Recentemente, fui visitar um cavalheiro já idoso, um distinto escritor de ficção, em uma clínica geriátrica.  Ele trata seu computador de mesa como se fosse sua corda de salvação para o mundo exterior, permitindo que ele se mantenha em contato com sua extensa família e se comunique com seus amigos por todo o país.  Minha memória me fez voltar a uma conversa que tive com ele há 17 anos.  Na ocasião, eu havia perguntado o que ele achava da internet e do e-mail (a web ainda não existia na época).  Ele disse que considerava essas inovações “o fim do mundo”.  Ele disse isso com um tom sinistro em sua voz.  Bem, talvez ele estivesse certo quanto a isso.  Afinal, foi mesmo o fim daquele mundo e o início de um novo mundo que essa mesma pessoa desde então aprendeu a amar.
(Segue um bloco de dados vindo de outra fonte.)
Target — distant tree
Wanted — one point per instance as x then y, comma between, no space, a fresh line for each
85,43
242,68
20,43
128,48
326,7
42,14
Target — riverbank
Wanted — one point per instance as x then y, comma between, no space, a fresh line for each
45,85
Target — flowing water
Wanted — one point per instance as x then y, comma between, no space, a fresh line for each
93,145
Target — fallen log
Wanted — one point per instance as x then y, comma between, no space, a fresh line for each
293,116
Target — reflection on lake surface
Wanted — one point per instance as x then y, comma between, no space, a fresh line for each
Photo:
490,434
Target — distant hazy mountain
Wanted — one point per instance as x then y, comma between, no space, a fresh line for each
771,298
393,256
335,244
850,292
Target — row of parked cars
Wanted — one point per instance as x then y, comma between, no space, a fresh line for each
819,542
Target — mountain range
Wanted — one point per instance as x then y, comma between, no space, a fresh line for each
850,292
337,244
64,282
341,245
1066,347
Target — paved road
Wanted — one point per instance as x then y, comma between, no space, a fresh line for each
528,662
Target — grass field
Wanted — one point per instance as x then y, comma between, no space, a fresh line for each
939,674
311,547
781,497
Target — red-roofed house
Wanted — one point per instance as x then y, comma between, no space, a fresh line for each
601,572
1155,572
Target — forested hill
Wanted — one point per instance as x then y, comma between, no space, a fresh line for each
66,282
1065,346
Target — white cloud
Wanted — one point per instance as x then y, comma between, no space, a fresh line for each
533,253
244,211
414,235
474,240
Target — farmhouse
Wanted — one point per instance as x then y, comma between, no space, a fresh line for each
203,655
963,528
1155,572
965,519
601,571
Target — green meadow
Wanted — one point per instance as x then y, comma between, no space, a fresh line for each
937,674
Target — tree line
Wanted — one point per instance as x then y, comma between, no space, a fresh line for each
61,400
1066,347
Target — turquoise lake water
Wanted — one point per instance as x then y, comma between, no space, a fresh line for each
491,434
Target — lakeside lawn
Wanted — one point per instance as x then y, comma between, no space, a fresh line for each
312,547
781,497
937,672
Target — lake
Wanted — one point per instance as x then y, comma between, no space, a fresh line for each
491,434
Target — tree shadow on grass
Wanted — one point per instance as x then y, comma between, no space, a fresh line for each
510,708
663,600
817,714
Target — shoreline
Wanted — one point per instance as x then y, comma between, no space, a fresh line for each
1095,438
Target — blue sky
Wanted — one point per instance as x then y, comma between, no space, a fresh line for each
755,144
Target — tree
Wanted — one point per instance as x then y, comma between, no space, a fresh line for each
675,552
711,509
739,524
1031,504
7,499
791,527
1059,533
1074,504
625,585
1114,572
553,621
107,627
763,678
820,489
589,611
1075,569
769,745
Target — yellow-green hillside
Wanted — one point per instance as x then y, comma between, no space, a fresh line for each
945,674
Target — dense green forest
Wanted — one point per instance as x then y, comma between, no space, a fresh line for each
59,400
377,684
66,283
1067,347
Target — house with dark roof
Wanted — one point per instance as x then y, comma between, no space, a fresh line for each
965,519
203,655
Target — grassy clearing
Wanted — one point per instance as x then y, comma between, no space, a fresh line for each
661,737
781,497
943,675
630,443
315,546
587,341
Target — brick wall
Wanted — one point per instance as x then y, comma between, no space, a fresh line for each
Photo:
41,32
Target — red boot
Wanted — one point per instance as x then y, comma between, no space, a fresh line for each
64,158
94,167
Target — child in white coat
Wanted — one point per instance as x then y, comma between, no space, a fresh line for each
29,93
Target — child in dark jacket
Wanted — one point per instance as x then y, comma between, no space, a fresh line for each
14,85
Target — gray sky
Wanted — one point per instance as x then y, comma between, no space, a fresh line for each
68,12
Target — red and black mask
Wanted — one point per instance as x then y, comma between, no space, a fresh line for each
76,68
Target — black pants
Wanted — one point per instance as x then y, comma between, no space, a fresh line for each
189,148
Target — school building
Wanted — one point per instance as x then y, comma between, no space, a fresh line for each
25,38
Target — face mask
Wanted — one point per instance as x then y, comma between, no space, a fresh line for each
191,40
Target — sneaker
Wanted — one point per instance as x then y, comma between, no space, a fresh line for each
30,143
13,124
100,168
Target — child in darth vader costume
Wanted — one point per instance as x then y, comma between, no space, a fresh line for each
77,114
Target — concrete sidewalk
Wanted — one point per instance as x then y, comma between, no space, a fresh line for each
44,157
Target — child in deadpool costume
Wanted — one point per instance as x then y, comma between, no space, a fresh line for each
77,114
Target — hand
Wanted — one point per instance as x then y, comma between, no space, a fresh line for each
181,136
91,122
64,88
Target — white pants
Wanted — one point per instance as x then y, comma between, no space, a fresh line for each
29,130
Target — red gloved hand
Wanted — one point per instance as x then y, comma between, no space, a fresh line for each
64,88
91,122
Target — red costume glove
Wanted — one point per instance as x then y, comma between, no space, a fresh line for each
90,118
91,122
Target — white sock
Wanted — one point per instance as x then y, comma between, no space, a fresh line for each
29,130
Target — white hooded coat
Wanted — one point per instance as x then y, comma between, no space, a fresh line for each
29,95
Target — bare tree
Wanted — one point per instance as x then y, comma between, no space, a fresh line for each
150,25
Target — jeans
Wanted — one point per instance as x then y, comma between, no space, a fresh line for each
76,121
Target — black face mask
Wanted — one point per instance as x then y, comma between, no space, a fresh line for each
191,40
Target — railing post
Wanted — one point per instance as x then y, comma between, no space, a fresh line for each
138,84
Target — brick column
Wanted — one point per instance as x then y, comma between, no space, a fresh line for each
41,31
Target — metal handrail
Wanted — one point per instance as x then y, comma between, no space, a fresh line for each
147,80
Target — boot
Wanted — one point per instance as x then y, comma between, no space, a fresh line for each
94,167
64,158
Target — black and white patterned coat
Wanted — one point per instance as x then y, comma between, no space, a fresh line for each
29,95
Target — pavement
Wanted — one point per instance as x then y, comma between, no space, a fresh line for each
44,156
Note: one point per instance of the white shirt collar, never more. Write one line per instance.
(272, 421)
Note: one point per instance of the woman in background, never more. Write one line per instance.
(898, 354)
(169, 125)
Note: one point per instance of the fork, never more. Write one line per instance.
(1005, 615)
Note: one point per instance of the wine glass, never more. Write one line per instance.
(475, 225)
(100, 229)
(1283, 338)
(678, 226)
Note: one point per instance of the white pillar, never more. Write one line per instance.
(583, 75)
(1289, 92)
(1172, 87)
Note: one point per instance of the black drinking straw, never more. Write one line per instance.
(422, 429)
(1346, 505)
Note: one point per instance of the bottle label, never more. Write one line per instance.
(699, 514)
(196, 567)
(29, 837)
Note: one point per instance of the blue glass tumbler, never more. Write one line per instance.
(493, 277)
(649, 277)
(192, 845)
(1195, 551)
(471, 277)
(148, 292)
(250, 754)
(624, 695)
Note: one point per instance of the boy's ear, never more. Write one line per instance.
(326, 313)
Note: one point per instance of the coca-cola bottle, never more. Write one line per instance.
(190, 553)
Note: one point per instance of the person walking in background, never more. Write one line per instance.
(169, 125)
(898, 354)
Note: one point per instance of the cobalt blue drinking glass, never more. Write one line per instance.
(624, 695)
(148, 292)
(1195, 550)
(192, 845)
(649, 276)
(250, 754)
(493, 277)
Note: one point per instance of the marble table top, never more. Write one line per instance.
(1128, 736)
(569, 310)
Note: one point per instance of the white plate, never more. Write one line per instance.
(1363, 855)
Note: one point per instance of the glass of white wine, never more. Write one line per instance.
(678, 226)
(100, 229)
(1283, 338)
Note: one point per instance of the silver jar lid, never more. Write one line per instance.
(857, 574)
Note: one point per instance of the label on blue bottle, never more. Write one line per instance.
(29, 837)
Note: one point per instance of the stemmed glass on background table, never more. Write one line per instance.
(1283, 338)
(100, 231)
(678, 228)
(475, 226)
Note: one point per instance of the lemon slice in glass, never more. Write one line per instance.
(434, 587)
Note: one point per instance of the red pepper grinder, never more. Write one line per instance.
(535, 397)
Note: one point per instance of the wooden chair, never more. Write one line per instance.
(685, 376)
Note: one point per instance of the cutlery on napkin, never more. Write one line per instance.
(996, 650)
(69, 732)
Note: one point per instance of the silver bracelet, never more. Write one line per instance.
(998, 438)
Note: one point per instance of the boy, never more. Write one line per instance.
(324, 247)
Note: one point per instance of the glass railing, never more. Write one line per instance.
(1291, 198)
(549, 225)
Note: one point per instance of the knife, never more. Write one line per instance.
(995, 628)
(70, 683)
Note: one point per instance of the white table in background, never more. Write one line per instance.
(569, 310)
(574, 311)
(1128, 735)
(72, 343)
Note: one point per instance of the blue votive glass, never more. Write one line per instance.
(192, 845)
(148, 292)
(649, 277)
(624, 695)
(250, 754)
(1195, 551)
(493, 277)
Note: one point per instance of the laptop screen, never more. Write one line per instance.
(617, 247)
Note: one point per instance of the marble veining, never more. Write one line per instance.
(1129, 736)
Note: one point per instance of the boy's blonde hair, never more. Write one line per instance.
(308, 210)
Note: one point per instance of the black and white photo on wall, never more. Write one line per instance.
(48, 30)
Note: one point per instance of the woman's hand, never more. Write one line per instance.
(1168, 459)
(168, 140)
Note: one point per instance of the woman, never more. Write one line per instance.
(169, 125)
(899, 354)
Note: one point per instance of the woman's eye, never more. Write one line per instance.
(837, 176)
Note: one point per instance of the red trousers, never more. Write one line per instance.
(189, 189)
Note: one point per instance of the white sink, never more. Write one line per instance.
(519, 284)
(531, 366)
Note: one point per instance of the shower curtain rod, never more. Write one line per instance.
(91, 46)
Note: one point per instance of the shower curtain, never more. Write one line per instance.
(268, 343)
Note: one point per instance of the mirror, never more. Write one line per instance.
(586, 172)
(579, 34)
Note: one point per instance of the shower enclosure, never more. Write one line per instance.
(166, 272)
E o mesmo se aplica ao Facebook.  Zuckerberg finalizou um mundo e começou um outro mundo — novo e melhor — para milhões de pessoas.  A Rede Social mostra como o mercado comercial deu a um nerd da informática uma chance de fazer isso e como ele o fez.  Trata-se de um filme que celebra os mocinhos, ridiculariza os vilões, mostra a realidade sobre aquilo que qualquer pessoa de sucesso irá enfrentar, mostra o sistema jurídico como o patético inimigo da livre iniciativa que ele realmente é, e rende uma homenagem — há muito devida — ao empreendedorismo.

Esse filme já é um glorioso sucesso — o que obviamente significa que ele já está sob ataque: um crítico doWashington Post acha que o filme não mostra como a inovação privada não passa realmente de um golpe de sorte, além de reclamar também que o filme não ressalta as maravilhas que o governo proporciona por meio da infraestrutura pública.

Sim, é claro, e esse crítico pode apoiar a produção de um filme similar chamado A Rede Governamental, estrelando os burocratas e seus defensores na mídia.  Certamente vai ser um grande sucesso de bilheteria.